In Galesburg, however, he came up with a much more powerful response by simply finding a way to put the argument in stasis:
I suppose that the real difference between Judge Douglas and his friends, and the Republicans on the contrary, is, that the Judge is not in favor of making any difference between slavery and liberty — that he is in favor of eradicating, of pressing out of view, the questions of preference in this country for free or slave institutions; and consequently every sentiment he utters discards the idea that there is any wrong in slavery. . . If you will take the Judge’s speeches, and select the short and pointed sentences expressed by him-as his declaration that he “don’t care whether slavery is voted up or down”- you will see at once that this is perfectly logical, if you do not admit that slavery is wrong. If you do admit that it is wrong, Judge Douglas cannot logically say he don’t care whether a wrong is voted up or voted down. Judge Douglas declares that if any community want[s] slavery they have a right to have it. He can say that logically, if he says that there is no wrong in slavery; but if you admit that there is a wrong in it, he cannot logically say that any body has a right to do wrong. He insists that, upon the score of equality, the owners of slaves and owners of property-of horses and every other sort of property-should be alike and hold them alike in a new Territory. That is perfectly logical, if the two species of property are alike and are equally founded in right. But if you admit that one of them is wrong, you cannot institute any equality between right and wrong.[i]

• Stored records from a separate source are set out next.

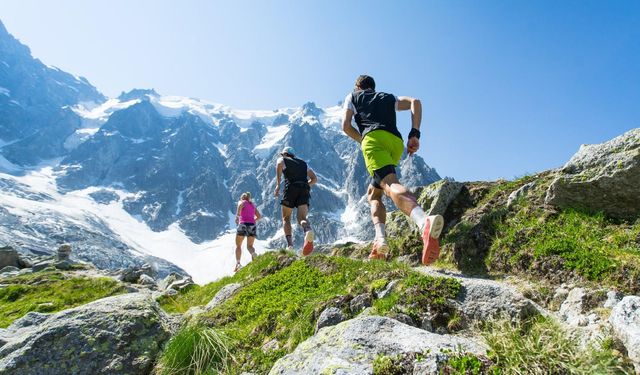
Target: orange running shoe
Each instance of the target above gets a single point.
(431, 245)
(308, 243)
(379, 250)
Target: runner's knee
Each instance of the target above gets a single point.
(374, 194)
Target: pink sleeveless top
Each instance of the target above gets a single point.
(247, 213)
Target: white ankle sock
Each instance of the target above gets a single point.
(419, 217)
(379, 230)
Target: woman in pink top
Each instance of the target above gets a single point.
(246, 216)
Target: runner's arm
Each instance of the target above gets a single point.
(312, 177)
(258, 215)
(413, 104)
(348, 128)
(278, 176)
(238, 212)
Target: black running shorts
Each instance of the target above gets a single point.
(246, 230)
(296, 195)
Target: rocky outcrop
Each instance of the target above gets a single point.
(351, 347)
(120, 334)
(602, 177)
(439, 195)
(482, 299)
(223, 295)
(625, 321)
(9, 257)
(330, 317)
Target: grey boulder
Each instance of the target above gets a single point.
(481, 299)
(9, 257)
(352, 346)
(625, 322)
(115, 335)
(602, 177)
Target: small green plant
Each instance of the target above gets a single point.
(540, 346)
(464, 364)
(387, 365)
(196, 350)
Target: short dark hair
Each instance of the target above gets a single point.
(365, 82)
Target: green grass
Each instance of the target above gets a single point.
(590, 245)
(50, 291)
(196, 350)
(540, 346)
(388, 365)
(282, 304)
(197, 295)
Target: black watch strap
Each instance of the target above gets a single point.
(414, 133)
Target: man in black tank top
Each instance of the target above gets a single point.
(382, 147)
(298, 179)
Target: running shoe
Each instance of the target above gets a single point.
(379, 250)
(431, 245)
(308, 242)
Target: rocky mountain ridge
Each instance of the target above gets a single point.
(521, 287)
(176, 165)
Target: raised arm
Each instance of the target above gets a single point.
(312, 177)
(413, 104)
(348, 128)
(258, 215)
(279, 167)
(238, 212)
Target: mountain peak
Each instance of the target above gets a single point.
(310, 109)
(142, 94)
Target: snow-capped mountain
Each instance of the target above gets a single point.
(153, 175)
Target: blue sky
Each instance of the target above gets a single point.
(508, 87)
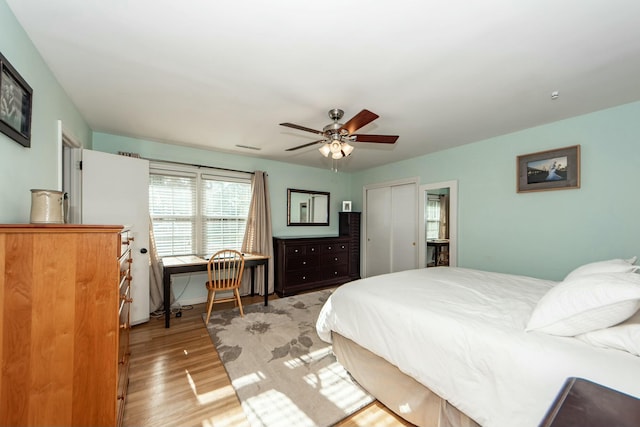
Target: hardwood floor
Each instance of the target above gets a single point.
(177, 379)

By putting the argument in stasis — and demanding that his opponent speak to the morality of slavery rather than to his specific policy proposals — Lincoln placed Douglas on the horns of a dilemma. Douglas could not answer the question on its own terms. If he said that slavery was morally evil, he would lose any chance of receiving the Democratic nomination for president. If he said that it was morally good, he would open himself up to demands that it be allowed in all states. All he could do was repeat the argument that states had to decide for themselves what to do about slavery, which gave Lincoln the opportunity to counter, convincingly, that moral values cannot be decided by popular vote.

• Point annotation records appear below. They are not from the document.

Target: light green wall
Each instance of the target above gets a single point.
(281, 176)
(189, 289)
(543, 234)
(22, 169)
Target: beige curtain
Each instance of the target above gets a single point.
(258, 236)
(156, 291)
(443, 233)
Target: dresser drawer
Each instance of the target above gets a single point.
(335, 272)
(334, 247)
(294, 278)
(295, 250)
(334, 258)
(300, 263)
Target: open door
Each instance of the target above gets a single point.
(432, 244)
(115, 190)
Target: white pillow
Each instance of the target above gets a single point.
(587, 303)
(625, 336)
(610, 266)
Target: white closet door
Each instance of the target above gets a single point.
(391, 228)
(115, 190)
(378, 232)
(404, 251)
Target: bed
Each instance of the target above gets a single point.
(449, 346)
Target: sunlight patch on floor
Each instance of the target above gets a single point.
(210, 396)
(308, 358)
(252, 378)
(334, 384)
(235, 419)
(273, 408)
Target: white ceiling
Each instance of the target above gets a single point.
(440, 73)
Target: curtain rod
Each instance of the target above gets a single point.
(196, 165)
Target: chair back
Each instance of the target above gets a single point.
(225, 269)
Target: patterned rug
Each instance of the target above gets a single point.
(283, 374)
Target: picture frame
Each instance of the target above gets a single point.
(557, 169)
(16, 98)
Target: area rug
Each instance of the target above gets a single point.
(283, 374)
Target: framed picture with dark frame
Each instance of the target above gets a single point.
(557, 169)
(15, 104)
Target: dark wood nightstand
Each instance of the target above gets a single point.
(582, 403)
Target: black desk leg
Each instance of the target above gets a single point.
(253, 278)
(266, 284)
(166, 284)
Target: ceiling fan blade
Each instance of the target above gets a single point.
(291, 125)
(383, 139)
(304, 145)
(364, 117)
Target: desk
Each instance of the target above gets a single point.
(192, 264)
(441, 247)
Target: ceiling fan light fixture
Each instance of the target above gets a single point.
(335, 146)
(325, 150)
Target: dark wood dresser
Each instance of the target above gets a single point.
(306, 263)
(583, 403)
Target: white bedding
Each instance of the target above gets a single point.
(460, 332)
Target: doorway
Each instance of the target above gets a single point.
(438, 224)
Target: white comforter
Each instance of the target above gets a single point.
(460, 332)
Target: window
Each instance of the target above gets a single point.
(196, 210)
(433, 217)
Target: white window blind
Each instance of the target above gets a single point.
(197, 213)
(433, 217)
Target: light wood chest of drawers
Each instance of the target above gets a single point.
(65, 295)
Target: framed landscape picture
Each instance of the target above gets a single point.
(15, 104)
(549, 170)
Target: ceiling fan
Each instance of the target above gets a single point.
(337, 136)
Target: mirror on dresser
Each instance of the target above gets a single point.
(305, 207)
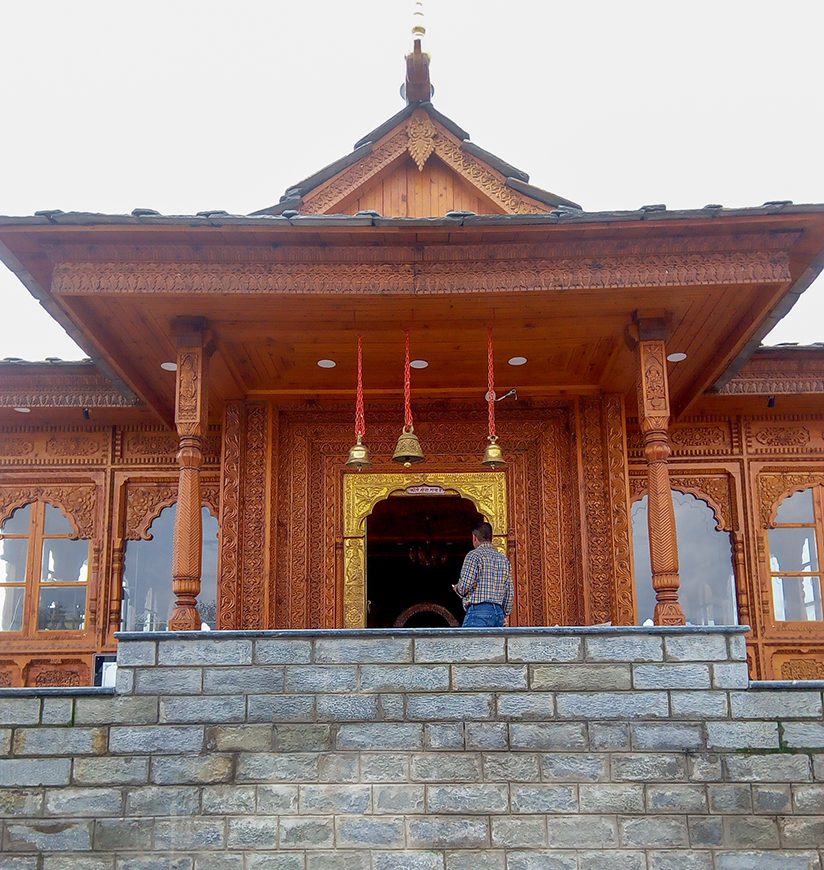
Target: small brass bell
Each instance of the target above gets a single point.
(408, 450)
(493, 455)
(359, 456)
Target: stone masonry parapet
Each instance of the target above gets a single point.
(512, 749)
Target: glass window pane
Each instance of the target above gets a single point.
(19, 522)
(793, 550)
(62, 608)
(65, 561)
(797, 599)
(796, 508)
(11, 608)
(13, 554)
(57, 523)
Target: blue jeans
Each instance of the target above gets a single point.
(484, 615)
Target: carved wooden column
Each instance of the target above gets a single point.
(653, 415)
(191, 407)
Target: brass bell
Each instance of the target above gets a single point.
(359, 456)
(493, 455)
(408, 450)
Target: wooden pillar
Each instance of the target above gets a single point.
(191, 406)
(653, 415)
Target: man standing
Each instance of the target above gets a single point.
(486, 582)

This immediately became Lincoln’s strongest anti-slavery argument: not that it should be abolished, or even that it should be curtailed, but that it should be considered “a moral, social, and political evil” that might have to be tolerated but could never be embraced. He made this argument effectively in his Cooper Union Speech and in his First Inaugural Address. For the next two years, he insisted in all of his speeches that he was making a moral argument against slavery, not a policy argument, and this allowed him to win plaudits from abolitionists by denouncing slavery without running up against the politically dangerous policy issue of abolition.

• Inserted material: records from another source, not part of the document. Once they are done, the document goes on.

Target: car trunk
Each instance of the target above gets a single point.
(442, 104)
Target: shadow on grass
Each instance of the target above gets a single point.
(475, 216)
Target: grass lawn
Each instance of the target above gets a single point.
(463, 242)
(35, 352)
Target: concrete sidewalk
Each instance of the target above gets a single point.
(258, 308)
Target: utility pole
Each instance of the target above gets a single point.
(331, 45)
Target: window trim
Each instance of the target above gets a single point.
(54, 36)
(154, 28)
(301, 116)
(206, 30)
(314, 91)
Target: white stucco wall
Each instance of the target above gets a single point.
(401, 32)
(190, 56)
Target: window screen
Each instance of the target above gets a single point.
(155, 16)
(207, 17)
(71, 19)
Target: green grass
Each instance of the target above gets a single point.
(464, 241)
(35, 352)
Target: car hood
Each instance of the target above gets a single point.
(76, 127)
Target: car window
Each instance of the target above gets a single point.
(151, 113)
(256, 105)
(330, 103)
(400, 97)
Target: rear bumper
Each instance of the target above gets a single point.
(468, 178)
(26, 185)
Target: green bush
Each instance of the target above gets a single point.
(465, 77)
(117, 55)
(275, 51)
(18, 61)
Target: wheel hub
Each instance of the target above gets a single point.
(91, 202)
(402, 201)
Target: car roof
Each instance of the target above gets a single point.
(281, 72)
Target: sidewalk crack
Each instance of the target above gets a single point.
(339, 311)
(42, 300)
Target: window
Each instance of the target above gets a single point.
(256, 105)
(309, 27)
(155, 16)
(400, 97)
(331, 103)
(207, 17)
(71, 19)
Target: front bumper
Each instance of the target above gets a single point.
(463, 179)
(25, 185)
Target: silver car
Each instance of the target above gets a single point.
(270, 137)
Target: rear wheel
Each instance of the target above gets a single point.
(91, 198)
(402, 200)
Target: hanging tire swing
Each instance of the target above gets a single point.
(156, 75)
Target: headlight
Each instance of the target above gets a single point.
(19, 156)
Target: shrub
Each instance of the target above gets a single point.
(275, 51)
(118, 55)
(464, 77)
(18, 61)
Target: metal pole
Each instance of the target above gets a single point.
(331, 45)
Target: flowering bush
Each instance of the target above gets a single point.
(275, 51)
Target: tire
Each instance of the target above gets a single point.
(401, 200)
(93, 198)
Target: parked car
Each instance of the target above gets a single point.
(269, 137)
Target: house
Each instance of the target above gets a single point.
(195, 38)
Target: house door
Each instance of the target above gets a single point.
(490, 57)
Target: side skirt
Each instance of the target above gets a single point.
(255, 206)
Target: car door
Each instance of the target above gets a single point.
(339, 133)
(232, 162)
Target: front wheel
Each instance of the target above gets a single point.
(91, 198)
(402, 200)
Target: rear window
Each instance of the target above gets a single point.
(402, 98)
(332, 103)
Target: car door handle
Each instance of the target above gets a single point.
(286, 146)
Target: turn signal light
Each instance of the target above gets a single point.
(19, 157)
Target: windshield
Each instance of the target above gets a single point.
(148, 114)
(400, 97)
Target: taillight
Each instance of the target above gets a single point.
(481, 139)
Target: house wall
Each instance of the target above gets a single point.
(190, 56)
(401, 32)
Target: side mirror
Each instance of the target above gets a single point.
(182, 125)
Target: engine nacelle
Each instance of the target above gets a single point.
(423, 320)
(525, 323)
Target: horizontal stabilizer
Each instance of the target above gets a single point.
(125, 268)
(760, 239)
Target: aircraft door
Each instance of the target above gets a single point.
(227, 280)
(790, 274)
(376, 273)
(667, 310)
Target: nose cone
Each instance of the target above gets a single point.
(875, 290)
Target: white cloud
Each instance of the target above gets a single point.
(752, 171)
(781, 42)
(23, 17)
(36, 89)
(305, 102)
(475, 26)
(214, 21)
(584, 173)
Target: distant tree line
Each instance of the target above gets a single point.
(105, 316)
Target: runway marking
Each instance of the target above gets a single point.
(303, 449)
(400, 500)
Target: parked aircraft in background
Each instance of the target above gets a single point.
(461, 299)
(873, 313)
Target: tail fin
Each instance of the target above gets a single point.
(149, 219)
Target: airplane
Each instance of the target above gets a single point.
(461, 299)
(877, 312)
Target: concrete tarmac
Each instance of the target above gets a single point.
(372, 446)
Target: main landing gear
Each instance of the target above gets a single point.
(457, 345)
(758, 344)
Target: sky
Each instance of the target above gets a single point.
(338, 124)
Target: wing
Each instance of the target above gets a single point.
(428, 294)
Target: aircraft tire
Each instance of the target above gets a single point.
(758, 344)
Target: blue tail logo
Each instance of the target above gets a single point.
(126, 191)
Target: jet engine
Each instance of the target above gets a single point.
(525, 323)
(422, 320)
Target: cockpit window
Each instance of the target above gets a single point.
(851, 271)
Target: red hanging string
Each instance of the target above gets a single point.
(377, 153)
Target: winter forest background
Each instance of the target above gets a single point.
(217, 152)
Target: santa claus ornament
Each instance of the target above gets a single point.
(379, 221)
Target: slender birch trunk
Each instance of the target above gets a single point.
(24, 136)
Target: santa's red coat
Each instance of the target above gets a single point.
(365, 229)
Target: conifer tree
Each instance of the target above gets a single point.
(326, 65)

The Lincoln-Douglas Debates were not about abolition or emancipation, and Lincoln carefully redirected Douglas whenever the latter tried to place those questions at issue. They were not about any kind of policy at all. They were, or at least became, a debate about a value judgment. But clarifying this value lead to some of the most consequential policy decisions of the 19th century. Within just a few years, Lincoln would issue the Emancipation Proclamation as a war measure, freeing all slaves in states that were part of the rebellion. And he would later secure passage of the 13th Amendment that changed the Constitution to prohibit slavery everywhere.
And it started with an attempt to clarify an argument.